The Blaine City Council June 1 unanimously approved a preliminary plat and a conditional use permit for the development of 12 single family homes to be located on the east side of Harpers Street and north of 128th Avenue.

Planning and Community Development Director Bryan Schafer said this development, which is to be known as Brians Meadows, is one of the last lots to develop in this area. It was among a larger housing subdivison planned in 2005 that stalled during the economic recession.

Waters Edge Investments, LLC is the developer for this project. The floor plans call for at least 1,400 square feet for the finished above grade area but the homes would have basements as well. The lots generally will be around 80 feet wide and 135 feet deep. The estimated price range is $380,000 to $450,000. TH Construction is planning to be the primary builder, but the development may be open to other builders, Schafer said.

Stormwater ponding for the 12 new homes will be handled south of this development as part of a regional treatment system for homes in this area. The Coon Creek Watershed District still needs to approve a permit before homes can be built.

Sidewalks are being put in on the west side of Jamestown Street and the south side of 128th Lane as part of this development.

Richard and Charlene Wymer wrote a letter to the city stating their wishes that a mature stand of trees on one of the lots closest to them not be removed.

“We were shocked and saddened when house hunting in Blaine to see how few trees had been preserved in newer sub developments. The mature trees on our lot were one of the main reasons we purchased this home,” the Wymers wrote in a May 3 letter to the city.
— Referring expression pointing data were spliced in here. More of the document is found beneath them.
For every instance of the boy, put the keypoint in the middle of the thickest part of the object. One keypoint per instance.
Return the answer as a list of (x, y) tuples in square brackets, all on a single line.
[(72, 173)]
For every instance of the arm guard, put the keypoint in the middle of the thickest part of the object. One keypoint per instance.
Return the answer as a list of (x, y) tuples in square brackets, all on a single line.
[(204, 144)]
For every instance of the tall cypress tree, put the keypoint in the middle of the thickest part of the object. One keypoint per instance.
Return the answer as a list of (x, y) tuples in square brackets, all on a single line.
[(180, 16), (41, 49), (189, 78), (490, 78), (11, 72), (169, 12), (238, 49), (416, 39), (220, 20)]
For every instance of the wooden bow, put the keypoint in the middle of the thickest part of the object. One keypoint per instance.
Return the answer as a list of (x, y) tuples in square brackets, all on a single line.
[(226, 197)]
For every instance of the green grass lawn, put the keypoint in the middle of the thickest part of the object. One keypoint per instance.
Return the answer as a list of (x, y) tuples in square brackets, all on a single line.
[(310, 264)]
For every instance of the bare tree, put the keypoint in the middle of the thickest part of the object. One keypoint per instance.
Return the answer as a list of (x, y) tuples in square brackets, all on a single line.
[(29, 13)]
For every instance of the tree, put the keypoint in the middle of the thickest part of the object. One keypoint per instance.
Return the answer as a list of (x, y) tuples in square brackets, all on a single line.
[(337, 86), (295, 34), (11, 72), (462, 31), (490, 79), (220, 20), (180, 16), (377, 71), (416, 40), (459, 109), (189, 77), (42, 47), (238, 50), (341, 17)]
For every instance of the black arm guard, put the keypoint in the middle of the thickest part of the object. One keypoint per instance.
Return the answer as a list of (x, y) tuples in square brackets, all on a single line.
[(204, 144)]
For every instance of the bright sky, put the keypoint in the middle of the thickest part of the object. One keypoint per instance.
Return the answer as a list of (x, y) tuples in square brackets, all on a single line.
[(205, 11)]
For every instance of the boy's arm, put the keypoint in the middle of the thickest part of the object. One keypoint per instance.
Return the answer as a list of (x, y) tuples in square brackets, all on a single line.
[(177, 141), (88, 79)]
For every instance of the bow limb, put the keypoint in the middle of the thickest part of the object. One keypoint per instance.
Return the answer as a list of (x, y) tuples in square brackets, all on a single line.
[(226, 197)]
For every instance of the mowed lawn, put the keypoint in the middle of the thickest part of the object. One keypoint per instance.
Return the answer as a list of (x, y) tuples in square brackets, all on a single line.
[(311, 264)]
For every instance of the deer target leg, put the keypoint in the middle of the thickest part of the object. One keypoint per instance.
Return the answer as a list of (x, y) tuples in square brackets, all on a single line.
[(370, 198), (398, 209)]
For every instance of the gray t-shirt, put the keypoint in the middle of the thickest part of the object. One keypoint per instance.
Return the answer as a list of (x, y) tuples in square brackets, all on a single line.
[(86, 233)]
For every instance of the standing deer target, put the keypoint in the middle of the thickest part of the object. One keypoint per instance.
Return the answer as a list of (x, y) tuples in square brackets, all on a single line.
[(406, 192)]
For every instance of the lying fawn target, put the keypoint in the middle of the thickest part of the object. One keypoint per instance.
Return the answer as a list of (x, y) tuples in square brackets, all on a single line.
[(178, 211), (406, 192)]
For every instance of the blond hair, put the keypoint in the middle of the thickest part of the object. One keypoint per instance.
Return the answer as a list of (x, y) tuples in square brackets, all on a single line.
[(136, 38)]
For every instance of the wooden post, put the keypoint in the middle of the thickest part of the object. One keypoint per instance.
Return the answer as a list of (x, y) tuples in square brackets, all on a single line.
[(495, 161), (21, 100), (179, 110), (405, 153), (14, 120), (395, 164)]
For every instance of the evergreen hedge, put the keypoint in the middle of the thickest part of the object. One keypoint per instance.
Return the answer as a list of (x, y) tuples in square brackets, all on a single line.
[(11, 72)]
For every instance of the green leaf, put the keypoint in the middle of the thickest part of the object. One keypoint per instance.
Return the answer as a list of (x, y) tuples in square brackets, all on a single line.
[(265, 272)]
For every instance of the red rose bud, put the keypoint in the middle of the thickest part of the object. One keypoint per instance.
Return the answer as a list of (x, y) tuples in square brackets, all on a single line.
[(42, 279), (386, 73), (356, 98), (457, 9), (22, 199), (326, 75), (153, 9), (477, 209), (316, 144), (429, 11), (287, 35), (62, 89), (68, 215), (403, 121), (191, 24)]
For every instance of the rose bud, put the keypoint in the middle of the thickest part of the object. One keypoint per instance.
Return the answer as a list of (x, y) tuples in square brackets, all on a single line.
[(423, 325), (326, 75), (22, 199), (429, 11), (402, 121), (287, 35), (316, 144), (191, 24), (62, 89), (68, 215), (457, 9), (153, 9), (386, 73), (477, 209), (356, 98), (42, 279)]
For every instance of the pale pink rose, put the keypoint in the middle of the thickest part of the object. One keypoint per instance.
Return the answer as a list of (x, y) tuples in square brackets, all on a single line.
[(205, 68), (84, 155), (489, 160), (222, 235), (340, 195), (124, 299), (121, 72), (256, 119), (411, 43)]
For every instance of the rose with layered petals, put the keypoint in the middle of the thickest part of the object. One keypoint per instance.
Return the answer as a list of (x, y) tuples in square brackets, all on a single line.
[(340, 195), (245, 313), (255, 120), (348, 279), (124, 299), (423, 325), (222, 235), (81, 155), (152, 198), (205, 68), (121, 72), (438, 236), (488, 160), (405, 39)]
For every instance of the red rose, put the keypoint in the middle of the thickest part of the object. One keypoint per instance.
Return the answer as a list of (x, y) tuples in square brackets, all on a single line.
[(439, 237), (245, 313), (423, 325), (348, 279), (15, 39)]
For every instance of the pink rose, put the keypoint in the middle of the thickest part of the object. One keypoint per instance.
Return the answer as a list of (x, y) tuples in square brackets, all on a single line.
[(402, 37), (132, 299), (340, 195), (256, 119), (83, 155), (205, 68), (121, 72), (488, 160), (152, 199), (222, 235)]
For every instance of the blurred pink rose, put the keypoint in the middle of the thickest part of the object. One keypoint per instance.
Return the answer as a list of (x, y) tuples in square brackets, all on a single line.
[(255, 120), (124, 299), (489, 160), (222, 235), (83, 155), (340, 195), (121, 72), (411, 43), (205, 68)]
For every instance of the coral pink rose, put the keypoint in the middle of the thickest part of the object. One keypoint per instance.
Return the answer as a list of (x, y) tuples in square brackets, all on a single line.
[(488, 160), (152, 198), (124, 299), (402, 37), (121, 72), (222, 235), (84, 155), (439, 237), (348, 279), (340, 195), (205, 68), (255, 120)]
Schafer said a lot of trees will be lost because of the site work that needs to happen. Much of the property needs to be elevated for the residential building pads and the new streets and then the area where the stormwater will be designed to go to must be dug to a lower elevation.

“If we went back to split entry homes or slab-on-grade and that’s what everybody bought these things would look different,” Schafer said. “But that’s not what sells. That’s not what people want to buy. It’s been a frustrating thing to watch this happen, but now it’s just part of the housing industry. They’re working well in their own property limits, but they are taking trees down that they need to for the grading plans they’ve submitted.”

Melanie and Dean Triplett sent an email to the city on May 9 to object to any further development along Harpers Street because of their concern of adding more traffic to this street that they said is not wide enough and already has people speeding through.

“The road is becoming a speedway, with many residents and/or visitors driving at speeds of 50-plus miles per hour on Harpers Street,” they wrote.

City Engineer Jean Keely said Harpers Street had been constructed with the original development, but was widened a year of two ago so it could handle the additional traffic.

“It’s sized properly for two lanes of traffic and one parking lane,” she said.